Administrative hang-ups continue to delay the enforcement of a Ratanakkiri court injunction forbidding a company owned by Finance Minister Keat Chhon’s sister, Keat Kolney, from clearing disputed land in the province’s O’Yadaw district, a court official said Monday.
On Sunday, Judge Thao Sarorn said that the Provincial Chief Prosecutor Mey Sokhan and judicial police officers would travel to the disputed area in Pate commune’s Kong Yu village to deliver the Oct 28 injunction.
But Monday, Deputy Prosecutor Ros Saram, who is assigned to the case, said he was unable to serve the injunction because he had not received the complete documentation from Mey Sokhan.
“I have the injunction, but we have some administrative difficulties,” Ros Saram said, referring further questions to Mey Sokhan, who could not be reached for comment.
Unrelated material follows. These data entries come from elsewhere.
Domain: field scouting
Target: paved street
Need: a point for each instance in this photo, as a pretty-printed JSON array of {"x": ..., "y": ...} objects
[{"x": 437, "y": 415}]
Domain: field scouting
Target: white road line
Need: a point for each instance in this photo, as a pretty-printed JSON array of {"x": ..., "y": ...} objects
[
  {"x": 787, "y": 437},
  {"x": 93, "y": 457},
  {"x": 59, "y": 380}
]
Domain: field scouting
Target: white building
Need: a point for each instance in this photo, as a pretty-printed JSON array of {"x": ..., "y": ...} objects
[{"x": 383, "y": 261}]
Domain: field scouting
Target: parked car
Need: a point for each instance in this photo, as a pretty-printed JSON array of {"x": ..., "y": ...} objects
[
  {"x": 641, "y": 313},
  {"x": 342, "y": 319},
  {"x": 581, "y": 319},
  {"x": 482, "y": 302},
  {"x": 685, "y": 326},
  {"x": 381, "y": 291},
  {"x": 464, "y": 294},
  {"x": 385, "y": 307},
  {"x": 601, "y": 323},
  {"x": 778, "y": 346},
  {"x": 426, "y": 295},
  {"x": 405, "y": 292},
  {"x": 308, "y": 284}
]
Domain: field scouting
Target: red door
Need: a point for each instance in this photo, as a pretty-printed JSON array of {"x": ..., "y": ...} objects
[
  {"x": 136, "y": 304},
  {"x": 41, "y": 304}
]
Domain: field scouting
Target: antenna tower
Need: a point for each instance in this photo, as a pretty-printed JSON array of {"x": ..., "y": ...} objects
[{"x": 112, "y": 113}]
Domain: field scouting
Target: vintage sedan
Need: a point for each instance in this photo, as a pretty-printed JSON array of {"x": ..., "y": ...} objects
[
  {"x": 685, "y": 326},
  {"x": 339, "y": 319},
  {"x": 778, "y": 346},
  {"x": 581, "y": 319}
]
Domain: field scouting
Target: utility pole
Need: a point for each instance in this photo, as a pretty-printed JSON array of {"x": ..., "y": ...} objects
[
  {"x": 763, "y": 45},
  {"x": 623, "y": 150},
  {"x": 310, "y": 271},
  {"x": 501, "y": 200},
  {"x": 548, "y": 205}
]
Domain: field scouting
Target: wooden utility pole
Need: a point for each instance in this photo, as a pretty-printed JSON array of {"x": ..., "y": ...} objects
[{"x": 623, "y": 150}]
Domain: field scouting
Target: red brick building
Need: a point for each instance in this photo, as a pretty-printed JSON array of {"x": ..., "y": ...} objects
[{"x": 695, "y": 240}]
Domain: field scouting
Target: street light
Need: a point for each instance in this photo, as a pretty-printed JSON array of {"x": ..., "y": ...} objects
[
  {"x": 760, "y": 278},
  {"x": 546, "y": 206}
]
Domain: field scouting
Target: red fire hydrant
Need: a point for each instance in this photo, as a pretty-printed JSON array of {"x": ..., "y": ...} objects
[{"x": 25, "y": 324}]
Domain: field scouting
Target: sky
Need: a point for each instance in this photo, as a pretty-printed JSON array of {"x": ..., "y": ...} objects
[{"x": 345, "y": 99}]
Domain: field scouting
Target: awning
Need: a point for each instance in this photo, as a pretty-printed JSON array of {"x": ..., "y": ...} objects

Keat Kolney’s company began clearing grassland and undergrowth Oct 23, and has not ceased its clearing activities, reportedly because it has not received any official notice of the injunction.
Sourng Sophea, attorney with the Community Legal Education Center, which is representing the villagers, expressed disappointment with the continuing delays at the court, noting that attorneys had already handed over the $160 needed to pay for the court expenses related to delivering the injunction.
“The delay has given very little justice to the villagers—it is a waste of time,” he said.
Keat Kolney’s attorney, Chhe Vibol, reiterated Monday that the court has not yet officially given the company notice of the injunction. He added that the land clearing is merely an attempt to reduce the likelihood of dry season fires, and does not violate the agreement.
The residents of Kong Yu village have been in a legal dispute with Keat Kolney since early last year over 450 hectares of communal land they claim she cheated them out of. The injunction was granted at the request of lawyers representing the villagers in order to uphold a 2007 pact not to clear any of the land until ownership of it was settled in court.